Taking a cautionary note, he observed that 18 per cent GST rate levied on manmade fibre and synthetic yarn would have inverted duty structure problem as the fabric would attract only 5 per cent GST rate.
He also pointed out that the high rates announced for MMF fabric and yarn, dying and printing units, embroidery items at 18 per cent can lead to an increase in input costs and can adversely affect the entire textile value chain.
Indian textile and apparel sector which is the largest employment providing sector of the Indian manufacturing sector has been facing huge competitive challenges from neighbouring textile producing countries like Bangladesh, Vietnam and China. Keeping the tax rates high will not only escalate textile inflation but will lead to cheap imports from these countries. This will affect Indian manufacturing sector unviable to operate.
The textile sector is suffering from various disadvantages like high energy costs and infrastructure bottlenecks.
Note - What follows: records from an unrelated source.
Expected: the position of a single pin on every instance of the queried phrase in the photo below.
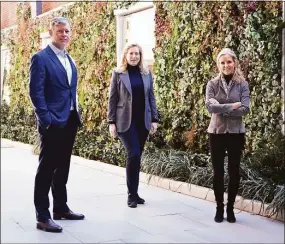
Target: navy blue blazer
(50, 91)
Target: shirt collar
(58, 51)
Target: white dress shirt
(62, 56)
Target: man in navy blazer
(53, 83)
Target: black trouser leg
(217, 150)
(133, 140)
(60, 176)
(47, 163)
(235, 146)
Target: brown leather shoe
(68, 215)
(49, 226)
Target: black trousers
(54, 162)
(233, 144)
(133, 140)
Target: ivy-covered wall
(93, 47)
(188, 37)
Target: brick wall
(8, 14)
(9, 9)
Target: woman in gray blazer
(227, 100)
(132, 113)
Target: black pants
(54, 162)
(133, 140)
(219, 144)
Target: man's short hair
(59, 20)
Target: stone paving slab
(98, 190)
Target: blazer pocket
(120, 105)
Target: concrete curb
(254, 207)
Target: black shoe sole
(55, 217)
(219, 220)
(132, 205)
(231, 220)
(49, 230)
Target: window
(136, 25)
(140, 29)
(5, 68)
(45, 38)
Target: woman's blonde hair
(123, 64)
(238, 74)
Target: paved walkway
(98, 190)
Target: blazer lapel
(55, 59)
(74, 72)
(126, 80)
(145, 83)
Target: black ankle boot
(219, 217)
(132, 201)
(230, 214)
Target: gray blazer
(223, 118)
(120, 101)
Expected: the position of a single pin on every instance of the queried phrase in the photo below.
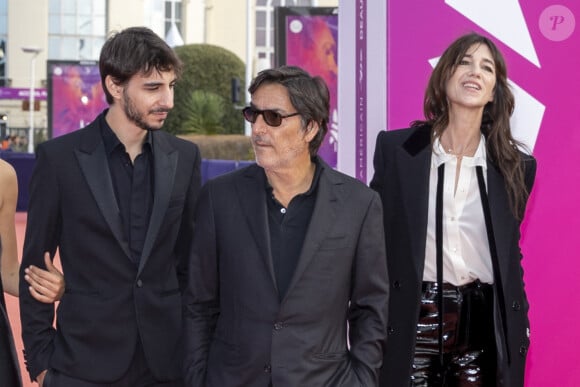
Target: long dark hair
(501, 147)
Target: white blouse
(466, 255)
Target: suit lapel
(500, 212)
(164, 167)
(92, 159)
(252, 200)
(413, 160)
(330, 194)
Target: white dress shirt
(466, 255)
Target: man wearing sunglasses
(287, 283)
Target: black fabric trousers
(9, 375)
(469, 352)
(138, 375)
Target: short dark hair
(132, 51)
(309, 96)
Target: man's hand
(45, 285)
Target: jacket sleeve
(42, 234)
(369, 297)
(183, 244)
(201, 298)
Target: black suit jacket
(238, 332)
(109, 302)
(402, 161)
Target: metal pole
(249, 58)
(31, 107)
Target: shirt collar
(440, 156)
(112, 141)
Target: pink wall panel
(541, 44)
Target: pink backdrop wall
(418, 31)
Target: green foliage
(208, 69)
(204, 113)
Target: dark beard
(133, 114)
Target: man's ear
(114, 88)
(311, 130)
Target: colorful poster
(75, 96)
(541, 42)
(310, 41)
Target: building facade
(33, 31)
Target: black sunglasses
(272, 117)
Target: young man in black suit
(288, 260)
(116, 198)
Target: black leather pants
(469, 353)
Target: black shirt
(133, 185)
(288, 228)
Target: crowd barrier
(23, 163)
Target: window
(265, 27)
(76, 29)
(173, 14)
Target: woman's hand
(45, 285)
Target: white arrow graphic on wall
(503, 19)
(527, 117)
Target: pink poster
(75, 95)
(541, 43)
(310, 41)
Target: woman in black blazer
(454, 188)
Keeping the rates of key inputs at a higher level will further affect the competitiveness of the sector, said CITI chairman.
Thulasidharan urged the government to reconsider the rates of MMF products and bring it at 12 per cent. India is already suffering a huge competitive disadvantage in the global textile market as the MMF based textile products are attracting higher rates of import duty. Keeping the GST rates at this rate will undoubtedly cripple hundreds of small and medium synthetic textile manufacturers, he added.
CITI chairman has also appealed to the Government to exempt the textile jobs from service tax as it would benefit the predominantly decentralized and MSME nature of the industry, especially the powerloom, knitting, processing and garmenting sectors.